Główne pojęcia
Entity linking systems heavily depend on pre-built candidate sets, which limits their general applicability. This study provides a unified evaluation framework to assess the performance of state-of-the-art entity linking methods with and without access to candidate sets.
Streszczenie
This paper presents a comprehensive evaluation of modern entity linking techniques using a unified black-box testing framework. The key findings are:
Entity linking systems are excessively dependent on pre-built candidate sets, which significantly boosts their performance. Without access to these candidate sets, most systems fail to produce useful results.
Generation-based entity linking models are more resilient to the absence of candidate sets compared to models relying on mention-entity similarity. However, even the generation-based models show a substantial drop in performance without candidate sets.
The paper introduces a novel evaluation setup that replaces the candidate sets with the entire in-domain entity vocabulary. This reveals the trade-off between less restrictive candidate sets, increased inference time, and memory footprint for some models.
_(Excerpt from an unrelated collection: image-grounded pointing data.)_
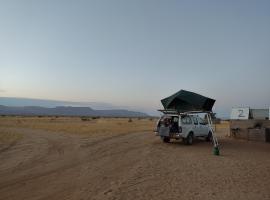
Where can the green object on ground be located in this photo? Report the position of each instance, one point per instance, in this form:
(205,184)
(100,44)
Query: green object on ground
(216,151)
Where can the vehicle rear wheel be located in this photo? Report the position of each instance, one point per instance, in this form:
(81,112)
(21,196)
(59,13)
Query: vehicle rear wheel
(189,139)
(165,139)
(209,137)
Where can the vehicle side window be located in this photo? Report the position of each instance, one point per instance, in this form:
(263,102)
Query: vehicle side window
(201,121)
(186,120)
(189,120)
(175,119)
(195,120)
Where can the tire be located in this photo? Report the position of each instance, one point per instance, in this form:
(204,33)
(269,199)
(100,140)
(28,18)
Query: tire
(209,137)
(189,139)
(165,139)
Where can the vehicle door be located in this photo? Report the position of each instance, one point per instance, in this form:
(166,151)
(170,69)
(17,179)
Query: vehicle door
(203,127)
(196,126)
(186,124)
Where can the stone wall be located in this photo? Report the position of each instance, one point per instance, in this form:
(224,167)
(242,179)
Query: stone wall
(253,130)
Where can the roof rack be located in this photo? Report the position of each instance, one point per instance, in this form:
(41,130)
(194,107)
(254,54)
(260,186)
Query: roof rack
(172,111)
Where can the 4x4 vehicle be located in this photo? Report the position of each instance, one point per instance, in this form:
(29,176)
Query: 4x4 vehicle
(187,127)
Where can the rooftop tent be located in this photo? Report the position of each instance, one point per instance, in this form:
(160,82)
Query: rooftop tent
(185,101)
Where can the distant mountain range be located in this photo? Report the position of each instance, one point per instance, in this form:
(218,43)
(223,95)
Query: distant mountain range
(34,107)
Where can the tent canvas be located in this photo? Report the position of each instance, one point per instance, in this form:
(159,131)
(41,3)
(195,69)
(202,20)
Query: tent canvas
(185,101)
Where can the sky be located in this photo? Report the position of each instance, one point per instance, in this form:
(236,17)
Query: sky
(133,53)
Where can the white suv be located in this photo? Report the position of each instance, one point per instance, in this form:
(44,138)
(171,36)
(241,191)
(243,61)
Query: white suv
(186,127)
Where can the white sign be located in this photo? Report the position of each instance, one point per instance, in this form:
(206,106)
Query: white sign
(240,113)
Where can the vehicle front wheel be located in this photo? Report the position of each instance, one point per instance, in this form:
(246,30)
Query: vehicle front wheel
(189,139)
(165,139)
(209,137)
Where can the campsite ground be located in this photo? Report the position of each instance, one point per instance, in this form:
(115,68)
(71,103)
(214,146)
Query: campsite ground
(71,158)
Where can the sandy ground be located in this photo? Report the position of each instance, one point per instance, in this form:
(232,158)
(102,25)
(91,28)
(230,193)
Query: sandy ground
(53,165)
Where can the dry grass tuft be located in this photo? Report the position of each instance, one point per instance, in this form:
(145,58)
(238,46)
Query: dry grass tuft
(78,125)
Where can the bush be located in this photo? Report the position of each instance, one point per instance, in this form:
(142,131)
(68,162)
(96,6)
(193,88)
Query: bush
(85,118)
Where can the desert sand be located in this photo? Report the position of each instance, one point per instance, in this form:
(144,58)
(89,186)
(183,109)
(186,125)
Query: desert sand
(39,161)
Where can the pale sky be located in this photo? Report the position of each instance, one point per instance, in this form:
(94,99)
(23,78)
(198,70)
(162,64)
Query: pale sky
(134,53)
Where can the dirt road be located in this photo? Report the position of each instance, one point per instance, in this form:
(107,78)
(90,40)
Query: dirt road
(48,165)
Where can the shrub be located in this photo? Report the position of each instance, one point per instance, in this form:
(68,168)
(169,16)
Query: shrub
(85,118)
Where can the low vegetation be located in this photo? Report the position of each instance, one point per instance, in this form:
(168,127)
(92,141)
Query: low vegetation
(81,125)
(8,138)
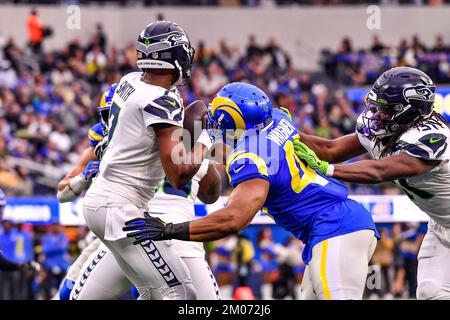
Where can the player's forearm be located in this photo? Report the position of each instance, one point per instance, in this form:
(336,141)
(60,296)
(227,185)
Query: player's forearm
(366,171)
(72,189)
(336,150)
(217,225)
(322,147)
(210,186)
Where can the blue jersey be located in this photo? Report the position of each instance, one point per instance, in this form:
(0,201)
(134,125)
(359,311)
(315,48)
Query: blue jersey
(311,206)
(96,134)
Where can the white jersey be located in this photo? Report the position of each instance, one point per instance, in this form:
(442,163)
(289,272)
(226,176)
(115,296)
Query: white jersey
(177,205)
(430,191)
(131,170)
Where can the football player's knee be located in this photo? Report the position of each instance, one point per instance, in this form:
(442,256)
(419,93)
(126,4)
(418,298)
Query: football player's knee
(430,289)
(190,292)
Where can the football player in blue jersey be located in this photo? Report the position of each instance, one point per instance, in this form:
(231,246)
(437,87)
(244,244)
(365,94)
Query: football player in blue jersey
(339,233)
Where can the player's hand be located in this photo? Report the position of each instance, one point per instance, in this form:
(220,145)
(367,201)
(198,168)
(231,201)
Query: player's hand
(100,148)
(310,157)
(147,228)
(32,266)
(91,170)
(285,110)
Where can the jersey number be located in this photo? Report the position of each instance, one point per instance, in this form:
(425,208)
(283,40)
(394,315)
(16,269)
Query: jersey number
(298,181)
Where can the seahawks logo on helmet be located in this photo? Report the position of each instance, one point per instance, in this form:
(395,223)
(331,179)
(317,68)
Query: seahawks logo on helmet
(177,38)
(418,93)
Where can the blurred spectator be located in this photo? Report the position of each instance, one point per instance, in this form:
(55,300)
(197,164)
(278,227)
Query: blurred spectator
(290,269)
(350,67)
(243,254)
(377,46)
(17,246)
(412,238)
(55,246)
(35,32)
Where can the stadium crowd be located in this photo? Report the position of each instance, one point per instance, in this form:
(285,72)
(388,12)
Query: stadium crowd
(48,100)
(351,66)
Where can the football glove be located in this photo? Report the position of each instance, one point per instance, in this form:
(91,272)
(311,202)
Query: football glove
(285,110)
(151,228)
(310,157)
(100,148)
(91,170)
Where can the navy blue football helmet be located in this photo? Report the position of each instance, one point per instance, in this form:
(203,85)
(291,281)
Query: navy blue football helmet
(237,108)
(165,45)
(399,97)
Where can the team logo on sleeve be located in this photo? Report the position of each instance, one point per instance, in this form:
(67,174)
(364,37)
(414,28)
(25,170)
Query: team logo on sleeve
(418,93)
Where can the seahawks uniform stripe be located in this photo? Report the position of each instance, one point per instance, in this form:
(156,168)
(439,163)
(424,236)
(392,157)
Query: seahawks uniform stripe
(156,111)
(160,264)
(434,141)
(87,273)
(168,103)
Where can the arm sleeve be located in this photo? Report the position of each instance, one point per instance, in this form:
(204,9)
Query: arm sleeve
(165,109)
(424,145)
(244,165)
(95,134)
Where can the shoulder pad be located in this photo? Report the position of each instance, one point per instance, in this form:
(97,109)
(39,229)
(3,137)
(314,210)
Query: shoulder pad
(165,107)
(95,134)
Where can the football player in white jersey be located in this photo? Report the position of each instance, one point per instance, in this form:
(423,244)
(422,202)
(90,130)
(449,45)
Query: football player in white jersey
(101,278)
(79,179)
(408,142)
(95,275)
(142,148)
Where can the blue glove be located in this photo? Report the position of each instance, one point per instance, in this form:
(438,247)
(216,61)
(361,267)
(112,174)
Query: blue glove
(66,289)
(150,228)
(91,170)
(214,132)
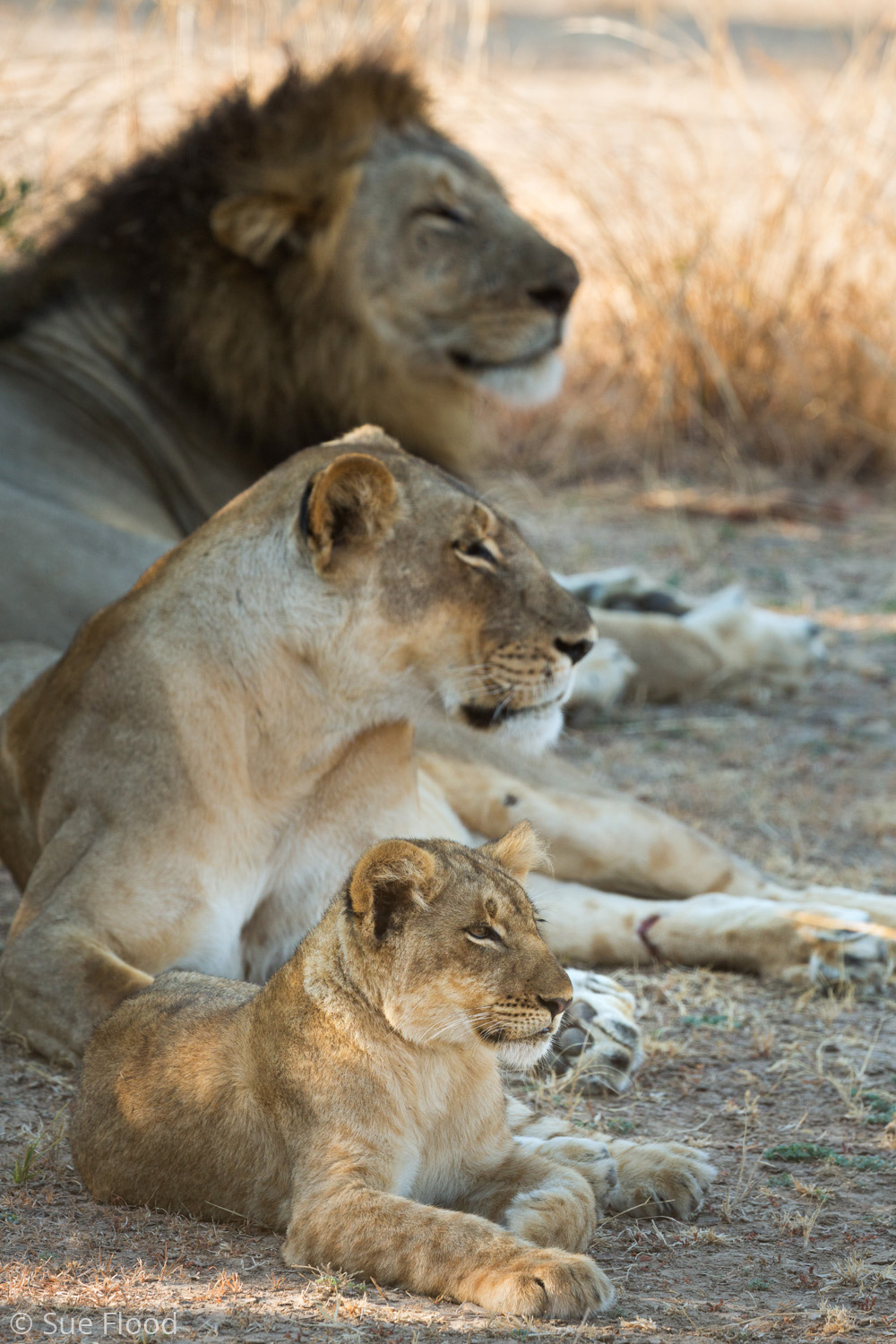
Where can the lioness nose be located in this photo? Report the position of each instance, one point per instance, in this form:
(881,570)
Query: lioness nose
(555,292)
(575,650)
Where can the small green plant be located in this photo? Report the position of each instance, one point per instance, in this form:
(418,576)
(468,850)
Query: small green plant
(11,202)
(798,1153)
(880,1109)
(821,1152)
(22,1168)
(37,1150)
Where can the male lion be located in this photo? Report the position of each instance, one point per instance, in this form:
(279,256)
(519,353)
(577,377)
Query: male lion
(277,276)
(198,773)
(355,1101)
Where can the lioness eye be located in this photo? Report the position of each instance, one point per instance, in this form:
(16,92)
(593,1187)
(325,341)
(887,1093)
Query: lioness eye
(484,933)
(476,551)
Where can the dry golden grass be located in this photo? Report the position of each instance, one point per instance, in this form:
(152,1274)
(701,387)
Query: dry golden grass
(737,226)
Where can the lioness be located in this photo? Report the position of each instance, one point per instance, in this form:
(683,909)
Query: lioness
(198,773)
(355,1102)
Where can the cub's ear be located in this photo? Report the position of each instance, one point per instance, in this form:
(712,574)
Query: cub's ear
(390,875)
(252,225)
(352,500)
(519,851)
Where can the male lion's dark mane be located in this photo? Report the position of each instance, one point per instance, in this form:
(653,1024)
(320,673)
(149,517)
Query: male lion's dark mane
(202,317)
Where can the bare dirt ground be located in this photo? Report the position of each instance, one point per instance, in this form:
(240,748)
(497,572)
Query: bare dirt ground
(791,1094)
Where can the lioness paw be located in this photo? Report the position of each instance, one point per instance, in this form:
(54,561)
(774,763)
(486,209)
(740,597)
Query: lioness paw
(544,1282)
(842,956)
(659,1179)
(598,1035)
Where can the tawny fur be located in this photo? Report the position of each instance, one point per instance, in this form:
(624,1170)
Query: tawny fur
(281,273)
(188,784)
(360,1088)
(355,1102)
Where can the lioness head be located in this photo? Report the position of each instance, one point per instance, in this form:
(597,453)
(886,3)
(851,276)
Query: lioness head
(450,943)
(438,591)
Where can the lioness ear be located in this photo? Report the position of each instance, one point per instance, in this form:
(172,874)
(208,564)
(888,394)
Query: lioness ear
(390,875)
(519,851)
(253,225)
(355,499)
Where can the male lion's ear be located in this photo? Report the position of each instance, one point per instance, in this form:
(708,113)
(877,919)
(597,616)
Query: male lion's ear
(252,225)
(519,851)
(355,499)
(390,875)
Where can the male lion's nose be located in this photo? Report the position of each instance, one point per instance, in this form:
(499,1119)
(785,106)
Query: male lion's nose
(555,1005)
(573,650)
(556,290)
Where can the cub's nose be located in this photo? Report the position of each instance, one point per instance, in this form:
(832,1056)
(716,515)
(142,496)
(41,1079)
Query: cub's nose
(555,1005)
(573,650)
(556,289)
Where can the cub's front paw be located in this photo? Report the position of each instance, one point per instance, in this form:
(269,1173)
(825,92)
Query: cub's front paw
(557,1212)
(659,1179)
(598,1035)
(544,1282)
(590,1158)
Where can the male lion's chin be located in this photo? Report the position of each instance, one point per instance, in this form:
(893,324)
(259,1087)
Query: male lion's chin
(532,731)
(524,384)
(522,1055)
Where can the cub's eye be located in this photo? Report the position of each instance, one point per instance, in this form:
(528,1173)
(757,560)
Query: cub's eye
(482,933)
(477,553)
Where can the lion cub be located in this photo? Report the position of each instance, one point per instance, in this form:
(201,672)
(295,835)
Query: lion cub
(355,1101)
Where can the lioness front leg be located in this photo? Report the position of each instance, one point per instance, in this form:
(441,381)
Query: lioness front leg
(440,1252)
(90,930)
(737,933)
(602,839)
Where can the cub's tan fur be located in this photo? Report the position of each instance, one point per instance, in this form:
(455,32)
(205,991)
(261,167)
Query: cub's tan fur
(360,1088)
(188,784)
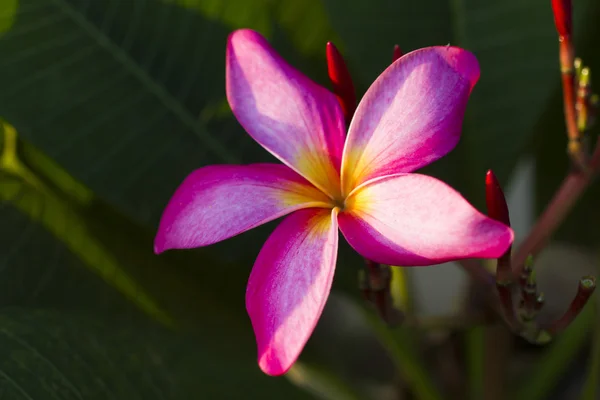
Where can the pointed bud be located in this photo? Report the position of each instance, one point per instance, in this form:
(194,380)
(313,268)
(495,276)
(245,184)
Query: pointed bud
(341,81)
(496,202)
(583,94)
(562,10)
(397,53)
(586,288)
(497,208)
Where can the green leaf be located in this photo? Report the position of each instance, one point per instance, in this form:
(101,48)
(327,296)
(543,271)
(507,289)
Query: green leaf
(129,97)
(8,9)
(321,382)
(516,45)
(475,356)
(21,187)
(46,354)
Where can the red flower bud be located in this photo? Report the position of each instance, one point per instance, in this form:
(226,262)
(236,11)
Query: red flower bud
(496,202)
(563,19)
(498,210)
(341,81)
(397,53)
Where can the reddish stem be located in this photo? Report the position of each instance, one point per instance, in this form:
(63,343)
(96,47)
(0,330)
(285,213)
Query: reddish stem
(341,81)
An error analysis is conducted to understand the impact of candidate sets on different error categories, such as over-generation, under-generation, incorrect mention, and incorrect entity prediction.
The study highlights the need for entity linking systems to be less dependent on hand-crafted candidate sets to ensure robust, versatile, and accurate performance in real-world deployments.
Statystyki
Removing candidate sets can lead to a 60% or more decrease in precision and recall for some entity linking models.
The run time for some models increases by up to 90x when using the entire in-domain entity vocabulary instead of pre-built candidate sets.
Cytaty
"Our findings confirm that modern entity linking systems are excessively dependent on candidate sets."
"Candidate sets significantly enhance precision and recall. Without candidate sets, there is a substantial decrease in precision and recall, exceeding 60% for some models."